Toni Giugliano the SNP’s prospective candidate for Dumbarton.
It also caused a national outcry when Harry Potter author JK Rowling became entangled in a similar controversy in Edinburgh.
Meanwhile, Scottish Trans (ST), part of the LGBTI human rights charity Equality Network supported by Toni Giugliano the SNP’s prospective candidate to stand for election in Dumbarton – the constituency covers Dumbarton, Vale of Leven, Helensburgh and Lomond – have been given permission to intervene in a legal case, which is seeking to throw out legislation passed two years ago, ensuring greater involvement of women in public life in Scotland.
The Gender Representation on Public Boards (Scotland) Act 2018, guarantees women 50% of places on public boards, and was welcomed by all parties as step towards equality.
A group called ‘For Women Scotland’ (FWS) wants the Act scrapped, because they object to the fact it allows trans women to be included in that 50%. Trans women make up an estimated 0.2% of the Scottish population.
According to FWS’ crowd funding page, it has raised over £60,000 to bring the challenge against Holyrood in Scotland’s supreme civil court. Scottish Trans is also paying for all fees related to the case out of fundraising donations.
The case is due to be heard by the Court of Session on 7 January next year.
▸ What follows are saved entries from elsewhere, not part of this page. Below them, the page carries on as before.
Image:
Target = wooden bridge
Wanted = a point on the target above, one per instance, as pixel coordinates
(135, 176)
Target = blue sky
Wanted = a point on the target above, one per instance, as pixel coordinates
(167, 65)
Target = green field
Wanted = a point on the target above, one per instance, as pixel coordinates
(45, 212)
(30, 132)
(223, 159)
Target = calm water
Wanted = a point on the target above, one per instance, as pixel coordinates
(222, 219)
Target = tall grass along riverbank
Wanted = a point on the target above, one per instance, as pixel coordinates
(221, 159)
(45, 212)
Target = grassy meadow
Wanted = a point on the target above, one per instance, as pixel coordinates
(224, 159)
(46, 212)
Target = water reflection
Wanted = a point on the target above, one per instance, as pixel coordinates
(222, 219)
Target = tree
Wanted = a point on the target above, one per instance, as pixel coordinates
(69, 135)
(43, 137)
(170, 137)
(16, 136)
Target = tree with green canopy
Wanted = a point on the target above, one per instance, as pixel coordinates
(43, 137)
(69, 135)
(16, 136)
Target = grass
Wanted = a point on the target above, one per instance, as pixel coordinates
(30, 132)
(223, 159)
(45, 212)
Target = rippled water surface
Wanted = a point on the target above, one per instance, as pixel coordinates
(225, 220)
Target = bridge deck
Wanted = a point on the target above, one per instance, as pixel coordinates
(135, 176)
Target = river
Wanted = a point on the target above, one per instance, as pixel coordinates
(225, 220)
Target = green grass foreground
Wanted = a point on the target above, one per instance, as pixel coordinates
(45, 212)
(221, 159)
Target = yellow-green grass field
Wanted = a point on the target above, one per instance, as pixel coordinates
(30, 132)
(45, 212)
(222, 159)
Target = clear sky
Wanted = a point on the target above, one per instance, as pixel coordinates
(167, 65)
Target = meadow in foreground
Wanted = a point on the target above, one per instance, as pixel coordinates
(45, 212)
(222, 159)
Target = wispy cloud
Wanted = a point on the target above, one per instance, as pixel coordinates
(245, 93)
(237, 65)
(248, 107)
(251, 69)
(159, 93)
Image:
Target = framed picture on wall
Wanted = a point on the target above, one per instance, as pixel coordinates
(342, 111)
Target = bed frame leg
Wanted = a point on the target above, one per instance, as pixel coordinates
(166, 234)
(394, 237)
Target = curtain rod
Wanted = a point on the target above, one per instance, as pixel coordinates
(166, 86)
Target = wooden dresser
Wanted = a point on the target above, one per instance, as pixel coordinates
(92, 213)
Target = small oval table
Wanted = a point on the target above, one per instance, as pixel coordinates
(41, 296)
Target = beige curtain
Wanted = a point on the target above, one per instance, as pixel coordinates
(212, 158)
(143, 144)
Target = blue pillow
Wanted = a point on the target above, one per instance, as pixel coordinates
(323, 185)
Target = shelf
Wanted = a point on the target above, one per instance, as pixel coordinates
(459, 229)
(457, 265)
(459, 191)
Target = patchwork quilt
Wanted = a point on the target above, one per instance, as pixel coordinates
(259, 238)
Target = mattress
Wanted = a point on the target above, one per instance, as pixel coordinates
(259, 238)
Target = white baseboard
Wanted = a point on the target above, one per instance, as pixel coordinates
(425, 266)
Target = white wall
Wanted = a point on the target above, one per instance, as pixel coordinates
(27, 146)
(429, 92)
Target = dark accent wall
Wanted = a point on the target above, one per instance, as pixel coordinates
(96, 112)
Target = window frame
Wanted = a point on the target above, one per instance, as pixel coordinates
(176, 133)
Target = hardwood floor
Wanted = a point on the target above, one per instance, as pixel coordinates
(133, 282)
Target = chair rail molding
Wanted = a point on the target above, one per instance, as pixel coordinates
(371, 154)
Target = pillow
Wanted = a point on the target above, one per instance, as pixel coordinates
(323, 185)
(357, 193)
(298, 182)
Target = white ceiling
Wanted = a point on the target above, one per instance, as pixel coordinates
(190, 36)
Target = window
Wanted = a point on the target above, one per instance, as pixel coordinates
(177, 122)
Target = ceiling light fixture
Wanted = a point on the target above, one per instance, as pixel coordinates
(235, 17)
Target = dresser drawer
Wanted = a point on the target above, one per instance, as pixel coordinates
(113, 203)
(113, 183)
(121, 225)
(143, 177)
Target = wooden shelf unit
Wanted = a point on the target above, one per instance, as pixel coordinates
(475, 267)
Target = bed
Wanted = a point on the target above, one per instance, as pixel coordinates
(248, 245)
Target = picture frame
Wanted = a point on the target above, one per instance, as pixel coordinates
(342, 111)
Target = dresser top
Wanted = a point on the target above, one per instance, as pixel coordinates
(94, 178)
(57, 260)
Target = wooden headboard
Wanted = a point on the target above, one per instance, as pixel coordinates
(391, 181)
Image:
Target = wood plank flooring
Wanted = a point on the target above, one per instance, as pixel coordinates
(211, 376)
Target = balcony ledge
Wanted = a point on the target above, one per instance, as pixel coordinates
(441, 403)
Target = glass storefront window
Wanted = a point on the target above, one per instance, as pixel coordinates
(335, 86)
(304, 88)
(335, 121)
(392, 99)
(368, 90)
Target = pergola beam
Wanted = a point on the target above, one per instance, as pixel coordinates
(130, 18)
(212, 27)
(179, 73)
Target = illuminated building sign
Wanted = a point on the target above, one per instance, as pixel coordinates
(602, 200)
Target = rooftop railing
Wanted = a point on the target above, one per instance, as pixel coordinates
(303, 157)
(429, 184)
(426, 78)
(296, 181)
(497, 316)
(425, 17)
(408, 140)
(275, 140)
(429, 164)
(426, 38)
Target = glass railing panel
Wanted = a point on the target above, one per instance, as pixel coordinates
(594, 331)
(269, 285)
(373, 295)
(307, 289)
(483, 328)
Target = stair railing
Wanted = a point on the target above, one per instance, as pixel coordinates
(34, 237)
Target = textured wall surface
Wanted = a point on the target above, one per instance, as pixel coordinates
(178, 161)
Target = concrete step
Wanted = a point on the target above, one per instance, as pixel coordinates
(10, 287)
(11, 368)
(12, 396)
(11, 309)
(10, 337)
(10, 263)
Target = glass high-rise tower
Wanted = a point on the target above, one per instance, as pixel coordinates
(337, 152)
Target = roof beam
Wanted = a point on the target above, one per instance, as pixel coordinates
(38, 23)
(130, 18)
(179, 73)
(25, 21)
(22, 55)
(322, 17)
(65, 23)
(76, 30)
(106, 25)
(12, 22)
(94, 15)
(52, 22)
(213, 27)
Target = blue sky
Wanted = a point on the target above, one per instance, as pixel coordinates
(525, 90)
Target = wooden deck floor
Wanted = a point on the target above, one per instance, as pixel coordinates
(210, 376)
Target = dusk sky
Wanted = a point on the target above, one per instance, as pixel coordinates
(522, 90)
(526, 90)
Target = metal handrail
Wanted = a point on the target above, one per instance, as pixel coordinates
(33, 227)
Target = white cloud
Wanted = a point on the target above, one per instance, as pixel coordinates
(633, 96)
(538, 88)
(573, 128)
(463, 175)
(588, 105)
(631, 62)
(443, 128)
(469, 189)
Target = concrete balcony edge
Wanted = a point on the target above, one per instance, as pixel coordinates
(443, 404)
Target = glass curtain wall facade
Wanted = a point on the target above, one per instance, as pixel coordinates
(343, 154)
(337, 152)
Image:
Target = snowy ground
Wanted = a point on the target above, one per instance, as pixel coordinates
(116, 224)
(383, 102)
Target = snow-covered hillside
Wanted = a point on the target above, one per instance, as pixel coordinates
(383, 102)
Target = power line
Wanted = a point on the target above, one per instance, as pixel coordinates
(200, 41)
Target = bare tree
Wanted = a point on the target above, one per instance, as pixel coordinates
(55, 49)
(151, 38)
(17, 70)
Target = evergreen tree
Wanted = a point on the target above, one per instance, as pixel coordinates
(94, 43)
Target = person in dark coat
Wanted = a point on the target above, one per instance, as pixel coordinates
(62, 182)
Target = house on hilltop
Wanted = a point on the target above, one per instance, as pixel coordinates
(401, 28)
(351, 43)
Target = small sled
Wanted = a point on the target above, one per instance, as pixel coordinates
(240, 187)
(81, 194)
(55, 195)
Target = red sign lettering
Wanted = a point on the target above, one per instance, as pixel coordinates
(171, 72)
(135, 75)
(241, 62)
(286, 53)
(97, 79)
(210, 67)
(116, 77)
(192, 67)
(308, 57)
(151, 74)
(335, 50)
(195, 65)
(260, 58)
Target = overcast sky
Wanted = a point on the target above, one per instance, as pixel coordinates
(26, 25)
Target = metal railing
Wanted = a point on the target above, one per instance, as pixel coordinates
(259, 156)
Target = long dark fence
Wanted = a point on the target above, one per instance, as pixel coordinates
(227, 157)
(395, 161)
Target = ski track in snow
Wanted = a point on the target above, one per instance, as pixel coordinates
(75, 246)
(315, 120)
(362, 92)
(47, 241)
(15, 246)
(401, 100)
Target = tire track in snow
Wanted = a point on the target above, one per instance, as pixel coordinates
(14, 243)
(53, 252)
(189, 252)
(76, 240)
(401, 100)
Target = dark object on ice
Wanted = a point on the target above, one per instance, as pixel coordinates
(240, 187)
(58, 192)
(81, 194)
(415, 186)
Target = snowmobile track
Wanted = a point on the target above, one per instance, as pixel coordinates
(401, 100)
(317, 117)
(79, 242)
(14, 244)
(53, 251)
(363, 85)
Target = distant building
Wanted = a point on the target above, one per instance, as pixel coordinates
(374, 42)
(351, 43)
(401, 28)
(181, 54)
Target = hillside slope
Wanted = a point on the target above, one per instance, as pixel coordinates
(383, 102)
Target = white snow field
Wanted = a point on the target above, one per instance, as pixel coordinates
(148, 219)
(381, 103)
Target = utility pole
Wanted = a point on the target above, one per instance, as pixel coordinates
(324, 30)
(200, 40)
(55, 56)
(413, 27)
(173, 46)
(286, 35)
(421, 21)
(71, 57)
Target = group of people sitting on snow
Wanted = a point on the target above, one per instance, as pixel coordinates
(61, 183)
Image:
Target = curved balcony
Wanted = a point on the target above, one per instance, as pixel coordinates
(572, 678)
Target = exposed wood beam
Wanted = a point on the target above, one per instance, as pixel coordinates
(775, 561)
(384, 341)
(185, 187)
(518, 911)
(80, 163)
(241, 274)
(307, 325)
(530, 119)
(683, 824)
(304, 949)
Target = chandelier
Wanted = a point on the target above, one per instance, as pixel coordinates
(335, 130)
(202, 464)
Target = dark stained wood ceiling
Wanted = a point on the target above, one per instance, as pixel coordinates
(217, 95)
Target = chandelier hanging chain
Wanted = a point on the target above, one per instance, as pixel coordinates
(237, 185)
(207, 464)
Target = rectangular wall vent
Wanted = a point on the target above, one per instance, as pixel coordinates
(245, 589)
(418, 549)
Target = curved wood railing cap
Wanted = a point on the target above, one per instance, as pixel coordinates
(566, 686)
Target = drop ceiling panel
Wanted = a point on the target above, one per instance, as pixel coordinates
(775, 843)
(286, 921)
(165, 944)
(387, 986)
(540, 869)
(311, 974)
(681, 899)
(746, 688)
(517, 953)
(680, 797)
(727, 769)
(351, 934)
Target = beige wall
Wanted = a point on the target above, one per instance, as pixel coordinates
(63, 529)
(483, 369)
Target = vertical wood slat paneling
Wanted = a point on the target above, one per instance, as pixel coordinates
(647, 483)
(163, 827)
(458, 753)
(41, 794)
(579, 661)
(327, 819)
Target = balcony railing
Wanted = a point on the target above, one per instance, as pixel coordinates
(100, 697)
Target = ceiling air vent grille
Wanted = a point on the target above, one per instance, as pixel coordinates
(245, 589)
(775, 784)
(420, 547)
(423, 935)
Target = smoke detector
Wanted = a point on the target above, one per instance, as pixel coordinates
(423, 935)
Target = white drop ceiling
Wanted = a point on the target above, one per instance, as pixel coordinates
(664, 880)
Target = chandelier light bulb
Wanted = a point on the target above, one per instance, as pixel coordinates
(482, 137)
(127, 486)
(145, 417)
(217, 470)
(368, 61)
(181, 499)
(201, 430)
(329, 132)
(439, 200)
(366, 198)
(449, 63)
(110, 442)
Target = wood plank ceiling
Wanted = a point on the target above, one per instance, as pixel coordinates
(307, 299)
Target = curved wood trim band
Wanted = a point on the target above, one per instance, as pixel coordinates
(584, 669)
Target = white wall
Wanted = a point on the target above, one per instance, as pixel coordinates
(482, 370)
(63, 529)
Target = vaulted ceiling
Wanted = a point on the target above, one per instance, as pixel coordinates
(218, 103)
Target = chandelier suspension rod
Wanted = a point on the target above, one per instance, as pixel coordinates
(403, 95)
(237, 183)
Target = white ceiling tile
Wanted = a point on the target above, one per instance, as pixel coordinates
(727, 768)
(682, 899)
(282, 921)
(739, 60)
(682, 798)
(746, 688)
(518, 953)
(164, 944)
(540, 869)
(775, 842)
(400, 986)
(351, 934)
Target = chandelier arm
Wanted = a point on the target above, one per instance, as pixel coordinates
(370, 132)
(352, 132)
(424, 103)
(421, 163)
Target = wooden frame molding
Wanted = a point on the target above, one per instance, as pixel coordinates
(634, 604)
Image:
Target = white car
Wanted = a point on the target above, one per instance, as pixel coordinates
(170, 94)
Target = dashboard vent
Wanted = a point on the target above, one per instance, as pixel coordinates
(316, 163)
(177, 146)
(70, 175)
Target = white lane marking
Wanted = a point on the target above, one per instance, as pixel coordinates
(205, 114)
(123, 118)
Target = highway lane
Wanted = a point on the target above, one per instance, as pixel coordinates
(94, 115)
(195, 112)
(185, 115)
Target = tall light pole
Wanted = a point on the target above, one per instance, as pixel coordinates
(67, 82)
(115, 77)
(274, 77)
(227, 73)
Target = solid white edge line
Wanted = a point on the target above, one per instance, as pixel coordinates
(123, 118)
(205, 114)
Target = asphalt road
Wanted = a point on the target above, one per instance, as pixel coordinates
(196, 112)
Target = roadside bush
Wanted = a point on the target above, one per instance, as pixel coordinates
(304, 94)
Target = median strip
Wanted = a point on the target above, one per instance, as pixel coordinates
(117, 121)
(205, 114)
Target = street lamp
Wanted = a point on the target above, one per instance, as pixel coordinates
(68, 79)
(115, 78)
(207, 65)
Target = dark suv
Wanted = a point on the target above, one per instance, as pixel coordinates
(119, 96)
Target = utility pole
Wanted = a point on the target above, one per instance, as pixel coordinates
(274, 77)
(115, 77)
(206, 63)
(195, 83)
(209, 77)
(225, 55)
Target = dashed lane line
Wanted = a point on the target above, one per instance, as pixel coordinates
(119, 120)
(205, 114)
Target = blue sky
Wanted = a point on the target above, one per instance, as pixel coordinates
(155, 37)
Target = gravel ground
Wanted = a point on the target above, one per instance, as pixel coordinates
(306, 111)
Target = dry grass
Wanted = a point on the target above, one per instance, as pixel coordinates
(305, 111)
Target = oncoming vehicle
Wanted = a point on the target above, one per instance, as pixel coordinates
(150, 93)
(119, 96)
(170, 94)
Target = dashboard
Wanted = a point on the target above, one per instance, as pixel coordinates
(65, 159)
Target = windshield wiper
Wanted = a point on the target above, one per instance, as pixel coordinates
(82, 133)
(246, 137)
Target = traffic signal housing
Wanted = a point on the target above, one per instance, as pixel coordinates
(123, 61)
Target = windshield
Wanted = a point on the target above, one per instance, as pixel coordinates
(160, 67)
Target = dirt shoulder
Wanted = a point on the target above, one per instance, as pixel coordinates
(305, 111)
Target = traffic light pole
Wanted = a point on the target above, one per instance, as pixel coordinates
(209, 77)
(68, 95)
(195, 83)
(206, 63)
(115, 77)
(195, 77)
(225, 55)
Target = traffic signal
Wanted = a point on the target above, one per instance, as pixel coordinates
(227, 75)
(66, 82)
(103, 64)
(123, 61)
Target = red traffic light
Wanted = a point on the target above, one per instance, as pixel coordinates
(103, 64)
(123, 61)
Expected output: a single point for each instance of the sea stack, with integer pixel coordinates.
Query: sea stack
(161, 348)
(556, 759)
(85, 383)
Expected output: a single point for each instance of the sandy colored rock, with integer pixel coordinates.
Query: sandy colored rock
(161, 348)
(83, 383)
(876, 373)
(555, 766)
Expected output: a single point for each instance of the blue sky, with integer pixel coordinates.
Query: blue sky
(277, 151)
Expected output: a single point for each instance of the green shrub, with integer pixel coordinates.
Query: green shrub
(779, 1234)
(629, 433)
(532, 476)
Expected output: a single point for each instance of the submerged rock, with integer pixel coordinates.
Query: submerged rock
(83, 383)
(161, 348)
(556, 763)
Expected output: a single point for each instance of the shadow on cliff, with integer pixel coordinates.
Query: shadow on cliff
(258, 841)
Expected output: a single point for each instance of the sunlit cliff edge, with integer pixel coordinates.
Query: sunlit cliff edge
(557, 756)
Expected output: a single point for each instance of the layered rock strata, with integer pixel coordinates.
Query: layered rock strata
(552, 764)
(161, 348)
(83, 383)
Senior judges have now granted Scottish Trans permission to act as third-party ‘interveners’, which means they can submit evidence to the court about why they believe changing the legislation would be an unnecessary setback to trans equality and inclusion.
ST believes FWS’ actions are damaging to the interests of all women, which they say is why they applied for permission to intervene in the case.
A spokesperson told The Democrat: “We believe the law that FWS seeks to overturn is fair, inclusive, and working well, and we support the Scottish government’s attempts to increase diversity on public boards. Trans women are virtually invisible in our public life, and we are against putting greater obstacles in their way.”
Meanwhile, the following letter has been circulated via social media to women in the SNP by Alistair Davidson, who wrote: “I have been asked by a number of women in the SNP to share this.“We, as women SNP activists, condemn the decision by the SNP to whip MSPs to vote in favour of the amendment to the Forensic Medical Services Bill (10-12-2020).
“In law, the words “gender” and “sex” do not have distinct meanings, so this amendment changed nothing pertaining to the execution of this legislation. Instead, the purpose of this amendment was to act as a “dogwhistle” – a covert signal – to anti-trans campaigners who frequently use the term ‘sex-based’ rights to refer to denying trans women the same legal protections as cis women.
“We also condemn the abuse that Rape Crisis Scotland has faced for opposing this amendment. The Forensic Medical Services Bill is a vital piece of legislation that will help sexual abuse survivors. The passage of this Bill should rightly be celebrated, and it is shocking that such an important issue has been overshadowed by transphobic rhetoric. Rather than have a chance to celebrate the culmination of their hard work in the passage of the Bill, Rape Crisis Scotland have had to leave social media due to the abuse they have suffered from those who supported the amendment. An attack on Rape Crisis Scotland is an attack on all of us as women.
“The actions of the MSP group lacked integrity and pandered to a small group within the SNP and independence movement that is hostile to trans rights. In doing so, they not only encourage further attacks on a marginalised group, but also are driving the next generation of activists out of the Party and out of the movement.
“The SNP is the party of independence and also the party of government – as the party of government, we must be a living example here and now of the ideals that we claim to hold for an independent Scotland. We activists believe in the values of fairness, equality and social justice that the SNP claims for its own.
“In condemning the party’s actions, we call on the leadership to live up to these ideals and embody our vision of an independent future.”